— А ты погадай, — вдруг очнулась она.
— Погадать?
— Или тебе нужна бумажная справочка?
— Не обязательно, — согласился инспектор: в конце концов, сейчас его интересовали любые сведения в любой форме.
— Тогда погадай.
— На чём погадать? — ещё не понимал он.
— Дай левую руку…
Инспектор подошёл к ней и протянул ладонь. Она взяла её в свои крепкие, словно выточенные из коричневого дерева ладошки и повернула к оконному свету. Волосы, так и не поднятые, шторой закрывали её лицо. Она их откинула, глянув на него хитрым блеском глаз:
— Сокол, позолоти ручку.
Инспектор уже принял игру. Свободной рукой он нашарил давно болтавшийся в кармане металлический рубль и положил на свою ладонь. Рубль пропал, как растворился в воздухе.
— Судьбу, сокол, твою я не вижу. Цыганка Рая за рубель судьбы чужой знать не хочет. А на сердце у тебя забота от казённого дома. Дума твоя, куда делось дитя малолетнее в красном платьице. Вот эта линия показывает, ой показывает, что увела девочку женщина беленькая, молодая, лет двадцати пяти, одетая модно, в джинсовый брючный костюм…
— Куда вела? — не утерпел инспектор.
— Этого судьба не ведает. Но судьбе ведомо — вот эта линия, — что женщина проживает на той же улице, где и девочка, в доме шестнадцать. Но там пять корпусов. Всё, сокол. А большего ни судьба, ни я не знаю. Да ведь на рубель и хватит, а?
Инспектор вернулся на диван, обессилев от полученных сведений. Он смотрел на цыганку, которая спокойно курила, и-чуть заметная усмешка нарушала крепость её Коричневых губ.

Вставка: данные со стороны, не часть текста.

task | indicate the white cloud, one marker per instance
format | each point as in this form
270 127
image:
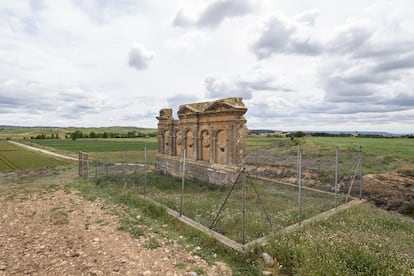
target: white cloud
139 57
279 34
304 66
213 13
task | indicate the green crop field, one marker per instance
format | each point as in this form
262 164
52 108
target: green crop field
13 157
379 154
99 145
393 147
130 150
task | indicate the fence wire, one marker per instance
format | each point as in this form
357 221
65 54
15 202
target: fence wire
252 205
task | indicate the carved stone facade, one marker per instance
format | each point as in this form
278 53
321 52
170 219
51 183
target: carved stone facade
213 136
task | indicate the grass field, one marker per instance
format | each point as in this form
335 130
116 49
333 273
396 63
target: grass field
99 145
363 240
379 154
13 158
202 201
106 150
16 132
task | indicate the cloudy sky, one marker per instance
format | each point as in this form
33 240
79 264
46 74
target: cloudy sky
298 64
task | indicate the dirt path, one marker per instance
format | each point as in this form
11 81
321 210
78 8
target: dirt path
43 151
52 233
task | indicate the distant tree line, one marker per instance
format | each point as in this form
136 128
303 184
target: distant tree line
130 134
45 136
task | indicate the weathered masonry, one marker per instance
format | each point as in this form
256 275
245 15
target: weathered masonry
213 136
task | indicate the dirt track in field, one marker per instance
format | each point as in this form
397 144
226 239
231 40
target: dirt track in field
60 233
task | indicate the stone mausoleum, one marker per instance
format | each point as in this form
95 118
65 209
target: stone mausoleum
212 135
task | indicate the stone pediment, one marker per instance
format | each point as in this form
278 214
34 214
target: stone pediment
230 104
211 135
227 104
187 109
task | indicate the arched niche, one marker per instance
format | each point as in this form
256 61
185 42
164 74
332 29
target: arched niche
221 147
205 145
189 144
178 142
166 142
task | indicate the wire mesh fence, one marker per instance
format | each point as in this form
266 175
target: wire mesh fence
271 193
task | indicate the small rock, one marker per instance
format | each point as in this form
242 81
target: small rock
268 260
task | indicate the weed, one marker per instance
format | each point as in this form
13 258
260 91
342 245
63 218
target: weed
58 216
198 270
180 265
152 243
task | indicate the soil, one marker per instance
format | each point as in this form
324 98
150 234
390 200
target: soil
391 191
52 232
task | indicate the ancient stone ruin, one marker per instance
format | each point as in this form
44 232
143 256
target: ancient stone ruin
212 135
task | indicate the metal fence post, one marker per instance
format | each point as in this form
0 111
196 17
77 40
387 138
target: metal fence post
336 177
300 185
244 202
145 170
360 173
182 185
96 165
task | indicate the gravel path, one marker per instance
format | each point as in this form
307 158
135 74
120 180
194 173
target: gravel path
60 233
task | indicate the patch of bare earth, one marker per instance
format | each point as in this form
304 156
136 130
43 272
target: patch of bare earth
60 233
391 191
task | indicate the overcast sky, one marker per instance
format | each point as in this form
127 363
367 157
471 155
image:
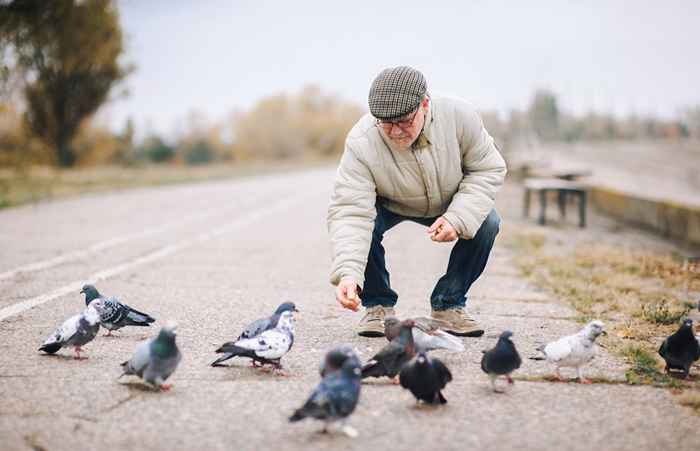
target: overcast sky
214 56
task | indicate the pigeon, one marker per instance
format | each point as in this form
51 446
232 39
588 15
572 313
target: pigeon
335 397
501 360
425 377
574 350
427 334
681 349
390 359
335 358
116 315
155 359
257 327
268 347
76 331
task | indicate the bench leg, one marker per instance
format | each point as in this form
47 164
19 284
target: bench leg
543 206
561 201
526 203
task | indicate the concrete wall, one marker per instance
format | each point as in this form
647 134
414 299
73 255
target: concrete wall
673 220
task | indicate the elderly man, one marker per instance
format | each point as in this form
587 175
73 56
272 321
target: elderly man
422 159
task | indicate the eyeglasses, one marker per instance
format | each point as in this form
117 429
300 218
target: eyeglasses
404 124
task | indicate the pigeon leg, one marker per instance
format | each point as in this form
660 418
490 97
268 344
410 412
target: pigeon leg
581 379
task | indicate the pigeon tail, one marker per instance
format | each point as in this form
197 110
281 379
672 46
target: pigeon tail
372 369
50 348
136 318
222 359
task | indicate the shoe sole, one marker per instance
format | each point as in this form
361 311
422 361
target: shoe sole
370 334
474 333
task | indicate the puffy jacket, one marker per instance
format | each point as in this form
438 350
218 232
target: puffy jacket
455 172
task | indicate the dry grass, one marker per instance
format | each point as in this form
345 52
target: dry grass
640 296
35 184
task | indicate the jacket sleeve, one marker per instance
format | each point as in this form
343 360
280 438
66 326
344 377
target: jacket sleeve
484 171
351 216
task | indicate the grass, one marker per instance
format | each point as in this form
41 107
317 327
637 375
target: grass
641 296
22 186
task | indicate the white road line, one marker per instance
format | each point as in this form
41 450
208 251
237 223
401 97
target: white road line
75 255
163 252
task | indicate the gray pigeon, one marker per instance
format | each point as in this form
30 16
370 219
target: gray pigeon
257 327
502 360
76 331
335 358
392 357
681 349
268 347
574 350
335 398
427 334
425 377
116 315
155 359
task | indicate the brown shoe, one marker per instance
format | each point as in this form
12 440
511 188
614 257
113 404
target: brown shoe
372 324
458 322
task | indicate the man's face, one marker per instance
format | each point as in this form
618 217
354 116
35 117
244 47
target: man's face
405 130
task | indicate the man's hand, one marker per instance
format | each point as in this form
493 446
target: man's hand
442 231
346 294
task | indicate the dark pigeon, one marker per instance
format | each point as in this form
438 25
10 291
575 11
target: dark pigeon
335 358
335 398
502 360
392 357
425 377
116 315
681 349
76 331
257 327
156 359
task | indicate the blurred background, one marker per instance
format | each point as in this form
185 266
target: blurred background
98 94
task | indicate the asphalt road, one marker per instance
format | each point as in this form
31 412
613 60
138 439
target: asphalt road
215 256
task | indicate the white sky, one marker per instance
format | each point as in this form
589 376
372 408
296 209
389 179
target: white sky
214 56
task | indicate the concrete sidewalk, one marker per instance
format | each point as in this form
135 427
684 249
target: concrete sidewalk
215 287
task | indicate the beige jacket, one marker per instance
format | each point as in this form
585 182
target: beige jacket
455 173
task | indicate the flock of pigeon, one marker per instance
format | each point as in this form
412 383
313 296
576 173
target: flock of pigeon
404 358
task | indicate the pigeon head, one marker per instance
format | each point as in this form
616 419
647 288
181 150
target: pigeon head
594 329
286 307
505 335
94 310
286 321
422 358
164 344
90 293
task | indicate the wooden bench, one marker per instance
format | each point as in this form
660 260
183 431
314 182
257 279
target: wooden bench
563 188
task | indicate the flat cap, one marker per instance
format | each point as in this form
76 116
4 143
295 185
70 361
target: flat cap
396 92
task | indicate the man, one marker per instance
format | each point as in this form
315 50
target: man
420 159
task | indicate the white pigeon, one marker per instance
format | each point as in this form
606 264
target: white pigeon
574 350
268 347
76 331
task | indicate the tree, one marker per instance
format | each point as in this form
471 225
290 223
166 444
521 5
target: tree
544 115
68 51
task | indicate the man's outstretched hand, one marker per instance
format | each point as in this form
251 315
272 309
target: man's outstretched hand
442 231
346 294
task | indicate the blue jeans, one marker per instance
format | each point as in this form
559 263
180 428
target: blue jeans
467 262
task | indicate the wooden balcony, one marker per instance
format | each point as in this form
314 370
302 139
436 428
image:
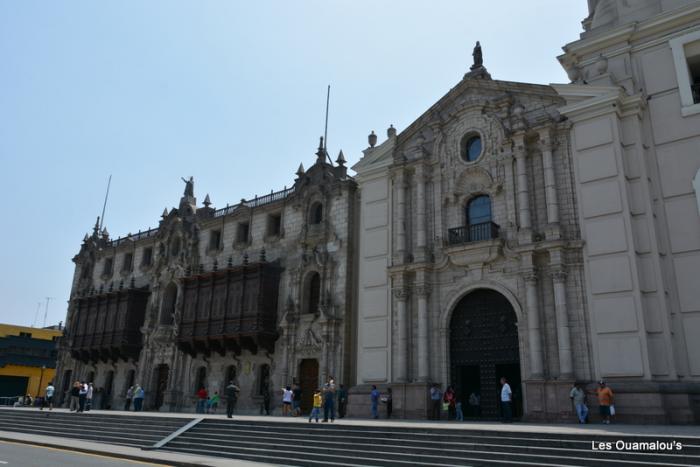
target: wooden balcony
472 233
107 327
230 309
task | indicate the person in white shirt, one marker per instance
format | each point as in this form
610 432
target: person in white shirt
506 401
48 400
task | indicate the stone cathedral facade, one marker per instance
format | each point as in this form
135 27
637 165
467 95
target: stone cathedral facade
258 292
549 234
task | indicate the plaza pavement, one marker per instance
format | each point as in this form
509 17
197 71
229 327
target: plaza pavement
168 458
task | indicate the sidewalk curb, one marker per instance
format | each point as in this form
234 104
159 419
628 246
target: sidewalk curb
105 453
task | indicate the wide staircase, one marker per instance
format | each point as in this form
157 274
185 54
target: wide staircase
292 443
135 431
301 444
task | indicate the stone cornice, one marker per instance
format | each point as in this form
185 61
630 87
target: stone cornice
586 101
627 33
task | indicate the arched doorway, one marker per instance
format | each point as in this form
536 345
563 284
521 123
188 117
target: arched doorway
308 382
484 348
161 384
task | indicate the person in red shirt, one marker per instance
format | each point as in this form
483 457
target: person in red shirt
202 398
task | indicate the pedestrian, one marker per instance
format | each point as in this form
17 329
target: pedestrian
82 396
435 401
48 400
388 399
459 415
578 398
316 410
139 395
231 393
90 394
296 400
329 400
202 398
605 401
127 400
506 401
474 404
287 396
374 401
266 401
342 401
214 402
449 398
75 397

— Ой, сокол, забыла, да тебе и нужно ли… Духами от неё пахнет сильно, как от пузырька.
— Какими?
— Ты б меня про серьги спросил, а в духах я неопытная. Называются они вроде бы «Не вертите».
— «Не вертите»? — даже переспросил инспектор, удивлённый странным названием.
— Или «Не вертитесь».
— Раиса Михайловна, всё, что сказала, — верно?
— Сокол, обманывать милицию и брать с неё деньги за гаданье хорошая цыганка не станет.
— Взяла же рубль, — улыбнулся инспектор.
— Он у тебя.
Петельников сунул руку в карман — рубль лежал там.
Из дневника следователя.
Умственно обессилев от Иринкиных вопросов, думаю: «Ну, и я тебя тоже дойму ими…»
— Ира…
— А? — шёпотом отзывается она.
— Почему тихо говоришь?
— Потому что я думаю.
— О чём?
— О джиннах.
— А что бы ты попросила у джинна, если бы он вылез из бутылки?
— Из какой бутылки?
— Неважно, из какой. Допустим, из-под шампанского, — вспоминаю я самую объёмистую бутылку.
— Я бы его попросила, чтобы он влез обратно.
— А желания? — удивляюсь я.
— Папа, он же будет пьяный…
Рябинину было бы легче допросить рецидивиста, чем видеть перед собой эту потерпевшую.